According to the FT report, two employees responsible for reviewing the transaction initially missed the mistake before it was processed the next day. A third employee finally caught the issue an hour and a half later, prompting the bank to reverse the incorrect credit several hours after it had been processed.
Citigroup disclosed the incident—which qualifies as a "near miss" because no funds were lost—to U.S. regulators, including the Federal Reserve and the Office of the Comptroller of the Currency (OCC).
In response to inquiries, a Citi spokesperson told Reuters that the bank's "detective controls" quickly identified the ledger entry mistake and reversed it before it could impact the customer or the bank.
This isn't the first time Citigroup has faced scrutiny over its risk management systems. According to an internal report reviewed by the FT, Citigroup recorded 10 near misses of $1 billion or more in 2023, down slightly from 13 the previous year.
The bank has been under regulatory pressure to improve its internal controls. In 2020, Citi was fined $400 million for issues related to risk management and data governance, and in July 2023, it was fined an additional $136 million for failing to make sufficient progress in fixing those shortcomings.

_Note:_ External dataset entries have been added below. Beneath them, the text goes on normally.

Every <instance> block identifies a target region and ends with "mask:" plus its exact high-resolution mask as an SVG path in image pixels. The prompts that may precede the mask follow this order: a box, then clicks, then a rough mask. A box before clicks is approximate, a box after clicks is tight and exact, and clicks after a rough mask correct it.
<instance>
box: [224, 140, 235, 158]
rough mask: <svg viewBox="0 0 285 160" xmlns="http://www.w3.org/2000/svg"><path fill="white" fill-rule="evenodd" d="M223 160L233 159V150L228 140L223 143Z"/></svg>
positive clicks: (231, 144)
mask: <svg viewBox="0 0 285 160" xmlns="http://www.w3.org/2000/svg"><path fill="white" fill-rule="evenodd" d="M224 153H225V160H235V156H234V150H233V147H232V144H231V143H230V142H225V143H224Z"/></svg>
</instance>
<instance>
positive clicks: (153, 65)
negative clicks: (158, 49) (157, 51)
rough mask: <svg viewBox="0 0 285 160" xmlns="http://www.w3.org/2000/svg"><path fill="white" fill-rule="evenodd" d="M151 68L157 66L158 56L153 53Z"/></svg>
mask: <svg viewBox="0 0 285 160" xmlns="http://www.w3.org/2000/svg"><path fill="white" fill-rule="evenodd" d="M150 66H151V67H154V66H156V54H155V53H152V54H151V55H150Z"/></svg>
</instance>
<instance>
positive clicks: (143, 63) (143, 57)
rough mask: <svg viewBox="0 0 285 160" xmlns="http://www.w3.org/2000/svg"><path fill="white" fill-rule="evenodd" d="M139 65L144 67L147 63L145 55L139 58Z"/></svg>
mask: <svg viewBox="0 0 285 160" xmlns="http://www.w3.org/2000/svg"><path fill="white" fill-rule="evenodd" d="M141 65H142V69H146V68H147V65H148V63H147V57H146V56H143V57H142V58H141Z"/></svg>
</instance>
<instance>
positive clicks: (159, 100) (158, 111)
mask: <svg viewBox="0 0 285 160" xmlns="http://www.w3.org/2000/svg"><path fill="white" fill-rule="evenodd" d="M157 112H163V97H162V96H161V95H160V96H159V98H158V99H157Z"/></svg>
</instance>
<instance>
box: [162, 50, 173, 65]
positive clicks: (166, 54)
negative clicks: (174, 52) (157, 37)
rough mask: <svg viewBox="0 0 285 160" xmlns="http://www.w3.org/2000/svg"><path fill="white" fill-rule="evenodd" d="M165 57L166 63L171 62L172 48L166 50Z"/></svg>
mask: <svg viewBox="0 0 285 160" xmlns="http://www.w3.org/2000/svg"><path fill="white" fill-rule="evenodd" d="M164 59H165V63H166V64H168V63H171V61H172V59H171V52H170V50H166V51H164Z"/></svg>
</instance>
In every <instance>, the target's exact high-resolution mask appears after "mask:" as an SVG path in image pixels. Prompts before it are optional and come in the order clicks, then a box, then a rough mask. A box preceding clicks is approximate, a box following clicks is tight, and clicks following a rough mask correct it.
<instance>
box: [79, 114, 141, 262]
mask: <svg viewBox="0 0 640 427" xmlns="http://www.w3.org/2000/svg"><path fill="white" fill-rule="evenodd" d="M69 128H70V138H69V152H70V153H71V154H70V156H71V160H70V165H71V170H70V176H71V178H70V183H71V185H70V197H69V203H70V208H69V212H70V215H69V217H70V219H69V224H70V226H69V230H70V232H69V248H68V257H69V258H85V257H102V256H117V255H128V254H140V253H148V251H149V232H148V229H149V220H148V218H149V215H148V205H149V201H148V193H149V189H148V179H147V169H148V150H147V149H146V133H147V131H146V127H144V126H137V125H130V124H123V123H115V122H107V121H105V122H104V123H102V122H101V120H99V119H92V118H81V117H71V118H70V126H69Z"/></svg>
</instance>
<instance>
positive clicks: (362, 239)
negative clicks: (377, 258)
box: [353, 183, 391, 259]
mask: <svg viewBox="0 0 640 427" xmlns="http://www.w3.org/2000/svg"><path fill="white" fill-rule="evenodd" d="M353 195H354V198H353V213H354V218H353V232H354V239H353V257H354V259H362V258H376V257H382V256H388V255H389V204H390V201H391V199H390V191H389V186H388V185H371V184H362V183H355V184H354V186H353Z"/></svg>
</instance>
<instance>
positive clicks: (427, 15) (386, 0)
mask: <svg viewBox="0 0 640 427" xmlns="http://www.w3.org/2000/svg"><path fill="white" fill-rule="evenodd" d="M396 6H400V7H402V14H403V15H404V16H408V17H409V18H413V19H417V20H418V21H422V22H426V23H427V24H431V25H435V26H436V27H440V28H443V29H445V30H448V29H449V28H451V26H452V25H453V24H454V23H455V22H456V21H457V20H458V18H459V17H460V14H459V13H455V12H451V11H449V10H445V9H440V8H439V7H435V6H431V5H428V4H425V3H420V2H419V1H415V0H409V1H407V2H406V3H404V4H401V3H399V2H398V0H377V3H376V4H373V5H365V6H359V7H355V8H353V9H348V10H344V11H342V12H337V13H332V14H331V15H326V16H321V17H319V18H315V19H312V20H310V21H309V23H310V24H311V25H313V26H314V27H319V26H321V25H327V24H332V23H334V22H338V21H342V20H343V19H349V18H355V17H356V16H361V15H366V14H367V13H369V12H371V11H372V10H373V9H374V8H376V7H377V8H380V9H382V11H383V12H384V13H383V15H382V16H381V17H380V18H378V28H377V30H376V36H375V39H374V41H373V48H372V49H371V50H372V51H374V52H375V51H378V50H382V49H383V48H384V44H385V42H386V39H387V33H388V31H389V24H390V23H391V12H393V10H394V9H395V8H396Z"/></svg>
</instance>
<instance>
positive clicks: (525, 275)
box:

Citigroup's Chief Financial Officer Mark Mason acknowledged last month that the bank is investing more in technology, data management, and compliance to strengthen its risk oversight.
"We saw the need to invest more in the transformation on data, on technology, on improving the quality of the information coming out of our regulatory reporting," Mason said.
Citigroup continues to strengthen its internal processes to reduce the frequency of such high-stakes errors. While the $81 trillion mistake was caught in time, it serves as a reminder of the risks associated with large-scale banking operations—and the importance of robust oversight mechanisms.